Greiners Stellungnahme zur Arbeit Erismanns in diesem Heft und Burdas Kommentar zur Arbeit von 2016 beinhalten im Grunde dieselbe Kritik, nämlich die Problematik der Selbstreflexion ohne äusseren Bezugspunkt. Der fehlende archimedische Punkt ist grundsätzlich ein Problem jeder Wissenschaft, was in der Psychotherapie besonders sichtbar wird. Der Konstruktive Realismus versucht dieses Problem abzumildern, indem er bestimmte Punkte unterschiedlicher Verfahren miteinander ins Verhältnis setzt und gleichsam Punkte untersucht, die das Potenzial haben, sich gegenseitig «aus den Angeln zu heben». Ob sich die «Katze hier nicht auch in den eigenen Schwanz beisst», muss jedes Mal untersucht werden, da die Psychotherapieschulen nicht unabhängig voneinander entstanden sind und historisch gemeinsame Wurzeln haben (vgl. Tschuschke et al., 2016).
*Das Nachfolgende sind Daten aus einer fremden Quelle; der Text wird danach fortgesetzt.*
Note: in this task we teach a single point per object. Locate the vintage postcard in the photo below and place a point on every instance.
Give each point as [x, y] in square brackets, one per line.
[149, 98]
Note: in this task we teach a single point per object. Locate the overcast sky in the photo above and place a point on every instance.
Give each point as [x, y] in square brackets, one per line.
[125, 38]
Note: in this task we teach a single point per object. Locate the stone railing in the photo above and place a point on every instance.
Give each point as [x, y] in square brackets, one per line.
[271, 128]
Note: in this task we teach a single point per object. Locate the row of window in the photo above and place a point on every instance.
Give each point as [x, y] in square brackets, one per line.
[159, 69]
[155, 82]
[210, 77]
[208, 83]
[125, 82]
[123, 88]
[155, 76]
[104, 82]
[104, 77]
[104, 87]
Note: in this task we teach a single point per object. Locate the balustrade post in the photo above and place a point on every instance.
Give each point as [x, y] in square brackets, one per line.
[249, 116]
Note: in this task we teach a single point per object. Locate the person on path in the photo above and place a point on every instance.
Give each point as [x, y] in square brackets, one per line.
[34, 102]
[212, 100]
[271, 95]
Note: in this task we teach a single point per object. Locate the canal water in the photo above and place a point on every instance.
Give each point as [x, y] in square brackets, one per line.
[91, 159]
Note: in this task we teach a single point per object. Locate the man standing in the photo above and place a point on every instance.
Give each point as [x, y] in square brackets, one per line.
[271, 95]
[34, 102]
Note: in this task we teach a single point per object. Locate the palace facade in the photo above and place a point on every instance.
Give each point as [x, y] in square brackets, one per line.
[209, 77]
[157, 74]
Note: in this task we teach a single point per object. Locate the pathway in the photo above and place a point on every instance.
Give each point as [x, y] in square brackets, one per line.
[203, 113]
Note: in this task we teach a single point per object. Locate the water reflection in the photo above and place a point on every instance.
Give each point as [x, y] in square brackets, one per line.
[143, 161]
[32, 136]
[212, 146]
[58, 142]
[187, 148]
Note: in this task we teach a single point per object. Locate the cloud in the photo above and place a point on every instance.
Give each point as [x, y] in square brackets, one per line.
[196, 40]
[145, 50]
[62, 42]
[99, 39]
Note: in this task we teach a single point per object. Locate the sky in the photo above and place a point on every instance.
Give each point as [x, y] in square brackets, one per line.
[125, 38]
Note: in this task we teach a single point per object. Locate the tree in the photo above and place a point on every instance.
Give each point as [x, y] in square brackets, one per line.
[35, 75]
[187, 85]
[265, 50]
Für Burda stellt sich bei der Auseinandersetzung mit der Arbeit Erismanns die Frage, ob es um eine eigenständige wissenschaftliche Disziplin gehe oder darum, was Psychotherapie unter Wissenschaft versteht bzw. wie sie sich selbst als Wissenschaft erfasst. Erismann meine wohl Letzteres, dass Psychotherapie nicht nur ein spezifisches Heilverfahren, sondern auch eine Wissenschaft sei; dies aber nicht in einem allgemeinen theoretischen Sinn, wo das Subjektive, Individuelle und Widersprüchliche im Vergleich mit allgemeinen wissenschaftlichen Kriterien wie Objektivität, Überprüfbarkeit und Intersubjektivität eingeschätzt werden müsste.

Burdas eigene Gedanken gehen in die Richtung, dass jeder Wissenschaft eine inhärente Selbstdifferenzierung eigen sei und sie prinzipiell nicht ohne subjektiven Faktor auskomme. Am Beispiel der Geschichte der Wissenschaftstheorie zeigt er auf, dass beides der Fall sei. Für ein allgemeines Verständnis von Wissenschaft sei es relevant, dass dies in Betracht gezogen werden muss, auch wenn es darum geht, einen relevanten Wissenschaftsbegriff für die Psychotherapiewissenschaft zu formulieren.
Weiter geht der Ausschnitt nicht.